Yields on certificates of deposit and savings accounts have fallen for four years. Last month, the Federal Reserve announced a plan to push long-term interest rates lower by selling shorter-term U.S. Treasury bonds and buying longer-term ones. That’s on top of the Fed declaring it will keep two key short-term rates low until 2013.
I think a lot of people can relate to Siegel's situation. These are tough times for people living on investment income. The CDs and bonds that many retirees once depended on to supplement their Social Security income are now yielding, as the article notes, about $400 per year on a $100,000 investment.

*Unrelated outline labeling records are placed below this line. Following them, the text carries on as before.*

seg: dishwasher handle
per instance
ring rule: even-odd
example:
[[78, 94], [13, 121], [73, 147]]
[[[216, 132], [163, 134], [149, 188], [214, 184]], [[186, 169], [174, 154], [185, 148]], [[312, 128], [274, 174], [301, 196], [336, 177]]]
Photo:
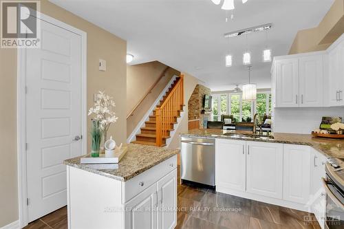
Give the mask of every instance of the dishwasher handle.
[[200, 146], [213, 146], [215, 145], [214, 143], [211, 143], [211, 142], [193, 142], [193, 141], [180, 141], [182, 143], [188, 143], [191, 144], [198, 144]]

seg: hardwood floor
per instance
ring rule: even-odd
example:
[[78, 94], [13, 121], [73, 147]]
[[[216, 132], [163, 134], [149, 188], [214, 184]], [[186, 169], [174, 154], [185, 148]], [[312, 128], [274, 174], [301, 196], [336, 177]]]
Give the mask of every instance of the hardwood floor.
[[[179, 173], [178, 173], [179, 177]], [[304, 221], [312, 214], [186, 184], [178, 186], [176, 228], [319, 229]], [[67, 228], [67, 208], [37, 219], [25, 229]]]

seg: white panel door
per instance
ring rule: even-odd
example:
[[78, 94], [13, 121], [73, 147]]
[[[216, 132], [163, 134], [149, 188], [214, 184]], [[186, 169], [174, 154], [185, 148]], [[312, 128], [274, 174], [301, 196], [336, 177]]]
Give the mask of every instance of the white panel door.
[[323, 107], [323, 55], [301, 57], [299, 66], [300, 107]]
[[158, 182], [158, 228], [172, 229], [177, 226], [177, 169]]
[[283, 144], [246, 142], [246, 190], [282, 198]]
[[81, 38], [41, 21], [41, 47], [26, 50], [28, 221], [66, 205], [66, 168], [80, 155]]
[[321, 177], [325, 177], [325, 165], [327, 160], [323, 154], [312, 149], [310, 159], [312, 209], [323, 229], [325, 228], [326, 195]]
[[215, 184], [222, 188], [246, 190], [245, 141], [217, 139]]
[[133, 197], [125, 205], [125, 228], [155, 229], [157, 228], [156, 183]]
[[283, 199], [307, 204], [310, 197], [310, 147], [283, 144]]
[[299, 107], [299, 61], [290, 58], [277, 61], [276, 107]]

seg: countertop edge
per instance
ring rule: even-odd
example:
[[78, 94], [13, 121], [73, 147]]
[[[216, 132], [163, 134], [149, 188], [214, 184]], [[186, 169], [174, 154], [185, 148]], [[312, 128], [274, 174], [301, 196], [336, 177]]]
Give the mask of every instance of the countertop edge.
[[[177, 150], [176, 150], [177, 151]], [[111, 175], [111, 174], [109, 174], [107, 173], [105, 173], [105, 172], [102, 172], [100, 171], [98, 171], [98, 170], [96, 170], [96, 169], [93, 169], [93, 168], [91, 168], [89, 167], [88, 167], [87, 166], [87, 164], [85, 164], [85, 165], [84, 164], [75, 164], [75, 163], [70, 163], [69, 162], [67, 162], [67, 160], [64, 160], [63, 162], [63, 164], [66, 165], [66, 166], [72, 166], [72, 167], [74, 167], [74, 168], [79, 168], [79, 169], [81, 169], [81, 170], [83, 170], [83, 171], [87, 171], [87, 172], [89, 172], [89, 173], [94, 173], [94, 174], [97, 174], [97, 175], [102, 175], [103, 177], [109, 177], [109, 178], [111, 178], [111, 179], [116, 179], [116, 180], [118, 180], [120, 182], [125, 182], [138, 175], [139, 175], [140, 174], [147, 171], [147, 170], [154, 167], [155, 166], [166, 161], [166, 160], [169, 160], [169, 158], [178, 155], [179, 153], [179, 152], [176, 152], [175, 153], [172, 153], [168, 156], [166, 156], [166, 157], [164, 157], [163, 160], [161, 160], [158, 162], [154, 162], [154, 163], [152, 163], [151, 164], [149, 164], [147, 166], [145, 166], [144, 168], [141, 168], [141, 169], [139, 169], [138, 170], [138, 171], [136, 171], [135, 173], [133, 173], [130, 175], [128, 175], [128, 176], [126, 176], [126, 177], [119, 177], [119, 176], [116, 176], [116, 175]], [[82, 155], [82, 156], [80, 156], [80, 157], [74, 157], [74, 158], [81, 158], [83, 157], [85, 157], [85, 155]]]
[[303, 145], [303, 146], [311, 146], [320, 153], [323, 154], [324, 156], [325, 156], [327, 158], [330, 158], [332, 157], [329, 155], [327, 155], [326, 153], [323, 151], [321, 149], [317, 148], [316, 146], [314, 146], [313, 144], [308, 142], [291, 142], [291, 141], [283, 141], [283, 140], [264, 140], [264, 139], [239, 139], [237, 138], [233, 138], [229, 135], [224, 136], [224, 135], [217, 135], [217, 136], [206, 136], [206, 135], [197, 135], [197, 134], [192, 134], [192, 133], [180, 133], [180, 136], [183, 137], [197, 137], [197, 138], [220, 138], [220, 139], [229, 139], [229, 140], [244, 140], [244, 141], [250, 141], [250, 142], [269, 142], [269, 143], [279, 143], [279, 144], [299, 144], [299, 145]]

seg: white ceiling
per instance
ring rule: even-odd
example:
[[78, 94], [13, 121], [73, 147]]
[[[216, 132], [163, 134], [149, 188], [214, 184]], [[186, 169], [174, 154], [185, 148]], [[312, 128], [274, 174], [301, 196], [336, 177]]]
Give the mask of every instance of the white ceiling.
[[[211, 0], [50, 0], [127, 41], [131, 64], [159, 61], [204, 81], [213, 91], [228, 90], [248, 81], [242, 54], [246, 36], [226, 32], [267, 23], [273, 56], [286, 55], [298, 30], [316, 26], [334, 0], [235, 0], [234, 19]], [[271, 63], [262, 63], [265, 32], [248, 35], [252, 54], [251, 82], [270, 87]], [[233, 55], [233, 66], [224, 56]]]

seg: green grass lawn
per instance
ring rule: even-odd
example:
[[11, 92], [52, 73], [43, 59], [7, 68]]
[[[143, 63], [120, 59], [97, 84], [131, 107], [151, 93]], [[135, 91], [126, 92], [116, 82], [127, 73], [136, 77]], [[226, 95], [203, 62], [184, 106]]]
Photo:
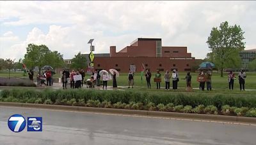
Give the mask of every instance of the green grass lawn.
[[[237, 74], [236, 73], [236, 76], [237, 76]], [[156, 83], [154, 82], [154, 78], [156, 73], [152, 73], [152, 76], [151, 78], [151, 87], [152, 88], [156, 88]], [[178, 87], [179, 88], [185, 88], [186, 87], [186, 80], [182, 79], [184, 78], [186, 73], [186, 72], [180, 72], [179, 73], [180, 81], [178, 83]], [[198, 73], [191, 73], [192, 76], [192, 86], [193, 88], [199, 88], [199, 83], [196, 81]], [[162, 76], [162, 82], [161, 85], [162, 87], [165, 87], [165, 82], [164, 81], [164, 73], [161, 72]], [[246, 73], [246, 79], [245, 81], [245, 88], [246, 89], [256, 89], [256, 73], [252, 72], [247, 72]], [[237, 77], [238, 78], [238, 77]], [[172, 81], [170, 79], [170, 88], [172, 87]], [[127, 86], [128, 85], [128, 74], [122, 73], [120, 74], [120, 77], [116, 78], [117, 85], [118, 86]], [[108, 85], [112, 85], [112, 81], [109, 81], [108, 82]], [[140, 73], [137, 72], [135, 73], [134, 75], [134, 86], [147, 86], [147, 81], [144, 75], [141, 77]], [[212, 76], [212, 89], [220, 89], [220, 90], [227, 90], [228, 88], [228, 82], [227, 78], [227, 72], [224, 74], [223, 77], [220, 77], [220, 73], [213, 73]], [[238, 90], [239, 88], [239, 81], [238, 79], [236, 79], [234, 81], [234, 89]], [[206, 83], [205, 83], [206, 88]], [[143, 88], [143, 89], [145, 89]]]
[[[162, 82], [161, 83], [161, 87], [165, 87], [165, 83], [164, 82], [164, 72], [161, 72], [162, 76]], [[134, 75], [134, 86], [136, 88], [134, 88], [134, 90], [138, 91], [150, 91], [150, 92], [161, 92], [163, 91], [161, 90], [156, 90], [156, 84], [154, 82], [154, 78], [156, 74], [156, 72], [152, 72], [152, 77], [151, 78], [151, 89], [147, 88], [147, 81], [145, 79], [145, 77], [143, 75], [141, 77], [140, 75], [140, 72], [136, 72]], [[184, 91], [186, 87], [186, 80], [182, 79], [182, 78], [185, 78], [186, 73], [186, 72], [179, 72], [179, 78], [180, 81], [178, 83], [178, 91], [182, 92]], [[193, 88], [199, 88], [199, 83], [196, 81], [198, 73], [191, 73], [192, 76], [192, 86]], [[236, 76], [237, 76], [238, 72], [236, 72]], [[0, 77], [8, 77], [8, 72], [3, 72], [0, 71]], [[245, 80], [245, 88], [246, 89], [256, 89], [256, 73], [255, 72], [246, 72], [246, 79]], [[26, 76], [23, 76], [23, 72], [11, 72], [10, 77], [17, 77], [17, 78], [28, 78], [28, 75], [27, 74]], [[60, 74], [56, 74], [53, 76], [54, 78], [59, 78]], [[35, 75], [34, 76], [34, 78], [35, 78]], [[84, 79], [90, 78], [90, 76], [86, 74]], [[238, 77], [237, 77], [238, 78]], [[117, 85], [118, 86], [128, 86], [128, 73], [121, 73], [119, 77], [116, 78], [117, 80]], [[172, 79], [170, 82], [170, 88], [172, 87]], [[112, 85], [112, 80], [108, 81], [108, 86]], [[138, 87], [139, 86], [139, 87]], [[214, 93], [217, 92], [222, 92], [222, 93], [228, 93], [228, 83], [227, 79], [227, 72], [224, 72], [224, 77], [220, 77], [220, 73], [212, 73], [212, 91], [210, 93]], [[233, 92], [240, 93], [239, 91], [239, 85], [238, 79], [236, 79], [234, 81], [234, 90]], [[126, 89], [126, 88], [125, 88]], [[128, 88], [127, 88], [128, 89]], [[205, 90], [206, 90], [206, 83], [205, 83]], [[207, 91], [205, 91], [207, 92]], [[254, 92], [254, 91], [253, 91]], [[202, 93], [200, 90], [195, 90], [194, 92]]]

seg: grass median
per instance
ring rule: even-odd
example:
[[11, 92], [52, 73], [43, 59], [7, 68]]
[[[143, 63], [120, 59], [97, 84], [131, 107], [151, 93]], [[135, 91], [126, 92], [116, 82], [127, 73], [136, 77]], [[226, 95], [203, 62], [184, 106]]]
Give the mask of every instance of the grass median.
[[256, 117], [255, 94], [4, 90], [1, 92], [0, 101]]

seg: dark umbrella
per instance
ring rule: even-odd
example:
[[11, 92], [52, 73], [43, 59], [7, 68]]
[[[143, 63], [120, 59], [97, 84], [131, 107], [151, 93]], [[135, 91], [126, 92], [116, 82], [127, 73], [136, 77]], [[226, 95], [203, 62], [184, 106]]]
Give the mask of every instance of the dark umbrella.
[[204, 62], [199, 65], [200, 67], [212, 68], [215, 67], [215, 64], [211, 62]]
[[204, 62], [199, 65], [198, 70], [211, 70], [215, 65], [211, 62]]
[[48, 69], [53, 69], [52, 67], [51, 67], [50, 66], [44, 66], [43, 67], [42, 67], [42, 69], [43, 69], [43, 70], [47, 70]]

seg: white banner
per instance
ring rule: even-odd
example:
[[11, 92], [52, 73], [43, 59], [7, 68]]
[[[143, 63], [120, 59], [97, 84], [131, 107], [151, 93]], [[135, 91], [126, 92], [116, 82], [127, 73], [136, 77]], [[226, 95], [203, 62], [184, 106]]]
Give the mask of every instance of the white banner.
[[78, 74], [78, 75], [74, 75], [73, 76], [74, 77], [74, 81], [81, 81], [82, 80], [82, 75]]
[[172, 78], [176, 78], [176, 73], [172, 73]]
[[108, 74], [108, 80], [111, 80], [111, 79], [112, 79], [111, 75]]
[[94, 80], [97, 79], [97, 73], [94, 74], [94, 76], [93, 76]]
[[130, 66], [130, 71], [132, 72], [135, 72], [136, 71], [136, 66], [135, 65], [131, 65]]
[[108, 81], [112, 79], [111, 75], [110, 74], [103, 74], [102, 78], [103, 81]]

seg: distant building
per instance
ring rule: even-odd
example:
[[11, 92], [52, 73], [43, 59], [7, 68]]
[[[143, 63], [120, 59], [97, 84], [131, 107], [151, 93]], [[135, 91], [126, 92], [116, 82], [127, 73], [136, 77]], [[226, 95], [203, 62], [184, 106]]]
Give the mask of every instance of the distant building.
[[187, 52], [186, 46], [162, 46], [161, 39], [138, 38], [118, 52], [116, 52], [115, 46], [110, 46], [109, 57], [95, 55], [93, 61], [95, 70], [114, 68], [128, 72], [130, 65], [135, 65], [140, 72], [143, 64], [146, 69], [153, 72], [173, 69], [190, 71], [195, 57]]
[[[113, 68], [121, 72], [129, 72], [131, 65], [135, 65], [140, 72], [142, 64], [146, 69], [156, 72], [172, 71], [190, 71], [195, 57], [187, 52], [186, 46], [162, 46], [160, 38], [138, 38], [118, 52], [116, 46], [109, 48], [109, 53], [94, 54], [94, 69]], [[89, 64], [89, 54], [84, 54]], [[65, 60], [71, 64], [71, 60]], [[67, 64], [66, 62], [66, 64]]]
[[246, 70], [248, 69], [248, 64], [256, 59], [256, 49], [246, 50], [240, 52], [242, 67]]

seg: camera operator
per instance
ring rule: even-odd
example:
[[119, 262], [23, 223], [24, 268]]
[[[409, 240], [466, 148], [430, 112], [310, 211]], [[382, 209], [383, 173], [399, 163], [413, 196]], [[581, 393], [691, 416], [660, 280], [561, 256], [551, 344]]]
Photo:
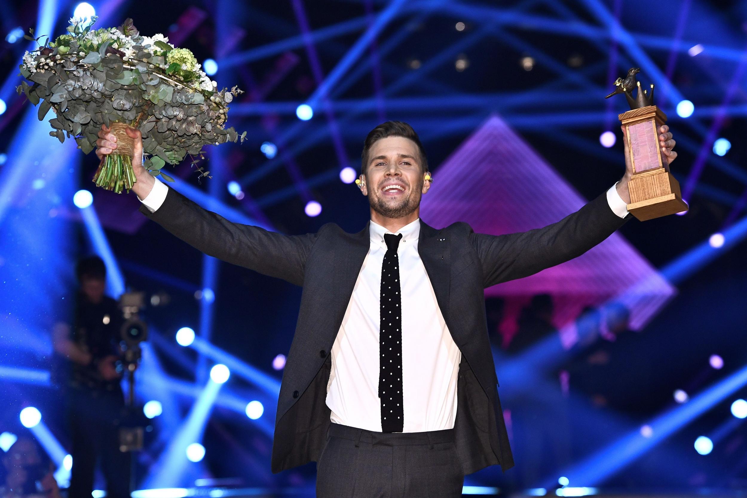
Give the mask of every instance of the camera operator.
[[105, 296], [106, 267], [98, 256], [78, 261], [74, 326], [58, 323], [55, 349], [68, 364], [67, 415], [72, 441], [70, 497], [90, 497], [101, 464], [107, 496], [129, 496], [130, 455], [120, 451], [123, 416], [122, 375], [117, 370], [123, 322], [117, 301]]
[[55, 467], [45, 457], [33, 439], [19, 438], [2, 458], [5, 479], [0, 498], [60, 498]]

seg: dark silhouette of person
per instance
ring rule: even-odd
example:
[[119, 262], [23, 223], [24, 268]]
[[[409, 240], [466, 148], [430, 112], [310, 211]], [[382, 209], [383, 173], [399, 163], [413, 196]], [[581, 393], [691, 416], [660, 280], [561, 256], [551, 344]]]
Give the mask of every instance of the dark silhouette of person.
[[123, 320], [117, 301], [104, 293], [106, 266], [98, 256], [78, 261], [80, 287], [73, 326], [58, 323], [55, 350], [66, 360], [64, 385], [72, 442], [70, 497], [90, 497], [101, 464], [108, 497], [129, 496], [130, 455], [120, 451], [119, 423], [125, 401], [117, 367]]

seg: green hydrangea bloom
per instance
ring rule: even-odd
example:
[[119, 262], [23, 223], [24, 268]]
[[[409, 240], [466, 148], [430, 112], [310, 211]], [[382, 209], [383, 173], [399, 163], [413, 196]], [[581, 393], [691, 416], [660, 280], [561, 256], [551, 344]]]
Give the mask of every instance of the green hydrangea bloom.
[[55, 40], [54, 46], [56, 47], [68, 47], [70, 46], [70, 42], [75, 39], [75, 37], [72, 34], [61, 34]]
[[197, 59], [189, 49], [173, 49], [166, 55], [166, 61], [169, 64], [177, 63], [187, 65], [187, 70], [190, 70], [197, 65]]

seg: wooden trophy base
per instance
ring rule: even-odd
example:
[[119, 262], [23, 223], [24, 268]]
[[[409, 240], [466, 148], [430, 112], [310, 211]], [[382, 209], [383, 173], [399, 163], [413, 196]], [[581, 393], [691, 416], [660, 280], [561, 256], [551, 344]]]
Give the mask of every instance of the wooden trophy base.
[[688, 209], [682, 200], [680, 183], [663, 167], [633, 173], [627, 188], [630, 193], [627, 211], [640, 221]]

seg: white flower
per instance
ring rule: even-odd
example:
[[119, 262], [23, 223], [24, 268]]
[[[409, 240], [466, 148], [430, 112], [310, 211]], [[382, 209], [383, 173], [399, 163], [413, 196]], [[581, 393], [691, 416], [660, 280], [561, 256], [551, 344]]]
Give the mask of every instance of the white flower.
[[213, 90], [213, 82], [207, 76], [202, 76], [199, 78], [199, 87], [211, 92]]
[[31, 72], [36, 72], [36, 63], [34, 61], [34, 55], [30, 54], [27, 50], [23, 55], [23, 66]]

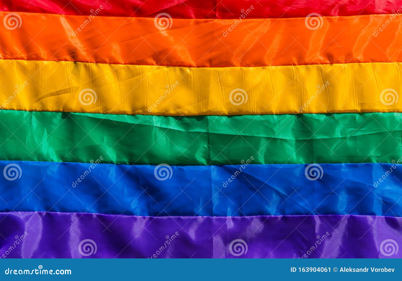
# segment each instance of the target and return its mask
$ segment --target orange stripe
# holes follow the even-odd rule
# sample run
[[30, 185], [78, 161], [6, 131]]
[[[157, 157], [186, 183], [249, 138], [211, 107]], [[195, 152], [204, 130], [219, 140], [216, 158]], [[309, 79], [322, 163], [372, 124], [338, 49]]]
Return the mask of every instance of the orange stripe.
[[316, 18], [315, 30], [304, 18], [173, 18], [164, 30], [153, 18], [18, 15], [21, 27], [0, 28], [1, 58], [207, 67], [402, 61], [401, 15]]

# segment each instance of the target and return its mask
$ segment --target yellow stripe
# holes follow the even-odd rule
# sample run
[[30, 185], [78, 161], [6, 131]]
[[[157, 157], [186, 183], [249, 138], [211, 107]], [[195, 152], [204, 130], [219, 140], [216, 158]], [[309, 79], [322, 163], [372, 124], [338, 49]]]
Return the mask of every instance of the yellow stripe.
[[402, 92], [401, 67], [188, 68], [1, 60], [0, 106], [168, 115], [400, 112], [402, 102], [390, 104]]

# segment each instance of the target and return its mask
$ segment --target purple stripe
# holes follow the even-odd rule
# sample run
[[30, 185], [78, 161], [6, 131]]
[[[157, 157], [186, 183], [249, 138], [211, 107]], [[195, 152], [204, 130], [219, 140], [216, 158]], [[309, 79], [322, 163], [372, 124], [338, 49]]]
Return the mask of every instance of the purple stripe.
[[13, 212], [0, 234], [2, 258], [402, 257], [402, 221], [389, 217]]

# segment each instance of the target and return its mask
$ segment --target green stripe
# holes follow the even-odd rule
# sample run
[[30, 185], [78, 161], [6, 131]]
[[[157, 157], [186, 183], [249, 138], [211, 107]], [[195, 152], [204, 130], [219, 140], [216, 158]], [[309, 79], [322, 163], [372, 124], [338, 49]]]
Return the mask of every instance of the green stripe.
[[0, 160], [137, 164], [390, 162], [402, 113], [193, 116], [0, 112]]

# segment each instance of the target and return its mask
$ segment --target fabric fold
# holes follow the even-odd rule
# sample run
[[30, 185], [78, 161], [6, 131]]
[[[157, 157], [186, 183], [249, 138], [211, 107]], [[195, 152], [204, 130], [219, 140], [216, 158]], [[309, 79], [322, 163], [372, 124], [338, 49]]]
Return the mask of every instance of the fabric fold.
[[0, 213], [6, 239], [0, 252], [3, 258], [398, 258], [401, 228], [399, 218], [375, 216], [12, 212]]
[[0, 58], [188, 67], [402, 62], [402, 15], [307, 15], [165, 18], [161, 27], [153, 18], [0, 12]]
[[0, 111], [0, 160], [206, 165], [391, 163], [402, 113], [150, 116]]
[[0, 161], [0, 211], [402, 217], [401, 160], [309, 165], [250, 160], [223, 166]]
[[402, 63], [221, 68], [0, 60], [0, 109], [175, 116], [401, 112], [400, 68]]
[[183, 18], [238, 18], [253, 7], [251, 18], [303, 17], [312, 12], [322, 16], [391, 14], [402, 6], [400, 0], [5, 0], [0, 10], [60, 14], [154, 17], [160, 13]]

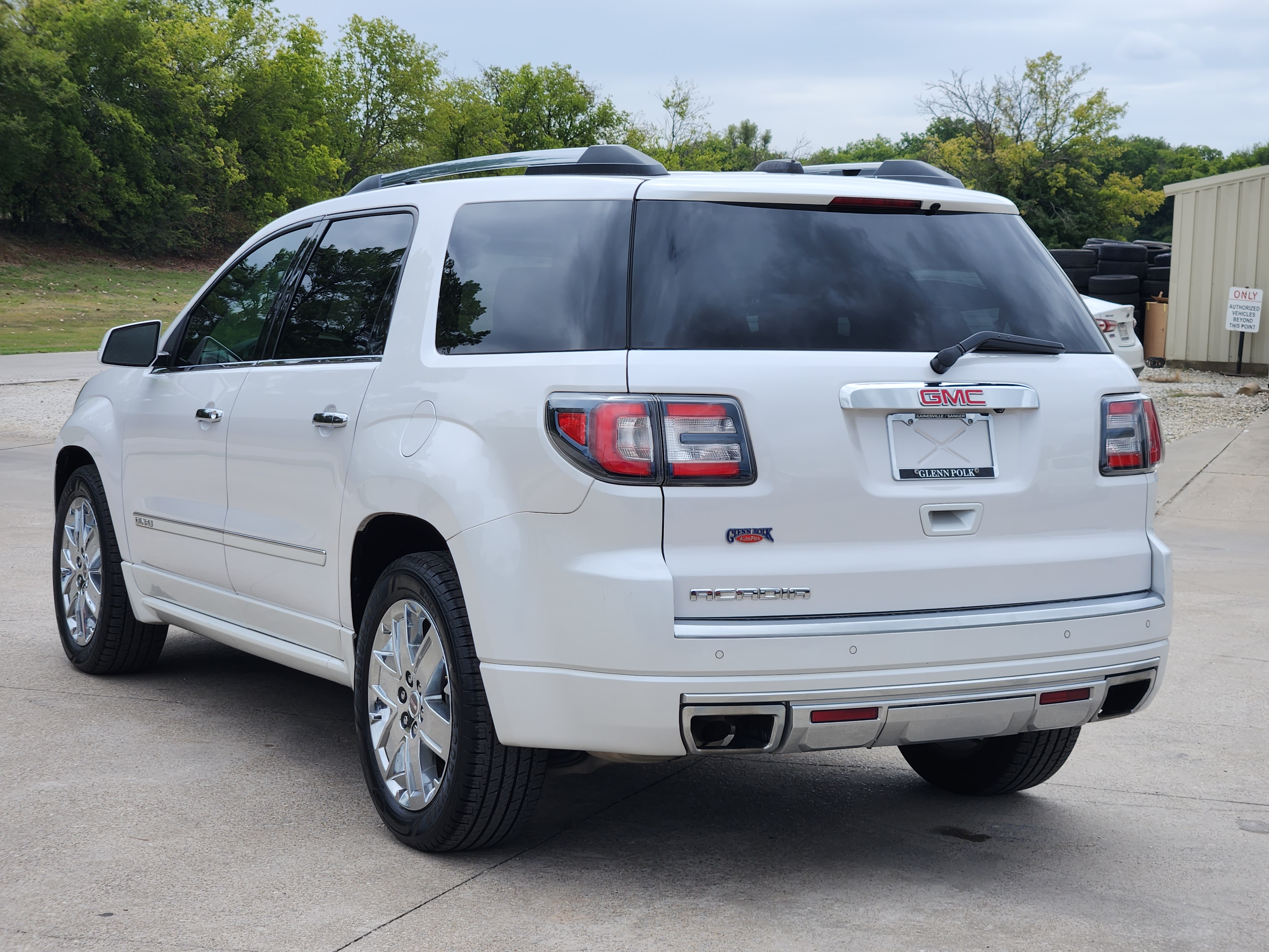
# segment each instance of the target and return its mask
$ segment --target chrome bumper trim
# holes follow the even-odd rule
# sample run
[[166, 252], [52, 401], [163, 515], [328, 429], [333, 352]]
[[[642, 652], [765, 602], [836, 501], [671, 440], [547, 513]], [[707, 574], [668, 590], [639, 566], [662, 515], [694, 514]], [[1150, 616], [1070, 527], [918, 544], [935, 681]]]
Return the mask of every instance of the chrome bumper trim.
[[[898, 688], [860, 689], [858, 692], [838, 692], [835, 697], [815, 699], [793, 699], [788, 703], [787, 734], [772, 753], [838, 750], [843, 748], [896, 746], [901, 744], [928, 744], [942, 740], [961, 740], [996, 737], [1023, 731], [1056, 730], [1077, 727], [1098, 720], [1098, 713], [1107, 699], [1107, 692], [1114, 684], [1150, 680], [1151, 684], [1142, 699], [1133, 707], [1140, 711], [1152, 698], [1159, 687], [1159, 659], [1131, 665], [1037, 675], [1027, 679], [1000, 679], [991, 683], [978, 682], [973, 689], [964, 688], [972, 682], [961, 684], [925, 684]], [[1005, 682], [1028, 682], [1005, 684]], [[916, 688], [920, 693], [912, 693]], [[952, 691], [940, 691], [953, 688]], [[1089, 688], [1089, 697], [1082, 701], [1068, 701], [1053, 704], [1041, 704], [1039, 696], [1046, 691], [1067, 691]], [[827, 694], [827, 692], [826, 692]], [[712, 703], [703, 703], [700, 696], [683, 696], [684, 729], [688, 713], [706, 715], [717, 710], [741, 710], [739, 696], [713, 696]], [[766, 707], [759, 708], [756, 696], [745, 696], [744, 710], [772, 710], [772, 697], [764, 697]], [[834, 708], [876, 708], [876, 716], [864, 721], [838, 721], [812, 724], [811, 712]], [[872, 713], [872, 712], [869, 712]], [[1123, 715], [1109, 715], [1123, 716]], [[702, 753], [690, 750], [689, 753]], [[718, 751], [727, 753], [727, 751]]]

Making matters worse is the dearth of reasonably safe alternatives. Stocks have been so brutally volatile in the last decade that those living on finite retirement funds hesitate to take a chance that a double-dip recession will hit their portfolio again. Treasuries and other bonds are sporting incredibly low yields not much better than CDs.
So what's a retiree to do?
I think that if the alternative is digging into your principle every month to cover your basic expenses, then it might make sense to look at putting part of your savings into dividend-paying stocks. Many U.S. companies are fairly profitable these days, and have been more willing to pay dividends of late than invest money into expanding their operations. Sure, your principal won't be protected the same way a CD account balance is, but they do offer the hope of higher investment income.
The other alternative is to take the plunge into Internet banking. While it may seem a little scary to entrust your money to a banker you've never met, the difference in yields between CDs at conventional banks and online banks can be the difference between earning $400 on $100,000 and earning over $1,000 on the same principal. That can be a life-changing difference for seniors who are struggling to make ends meet without eroding their savings.
What do you think? Are you experiencing hardship from low CD rates? What do you think struggling seniors should do to avoid digging into their retirement nest egg?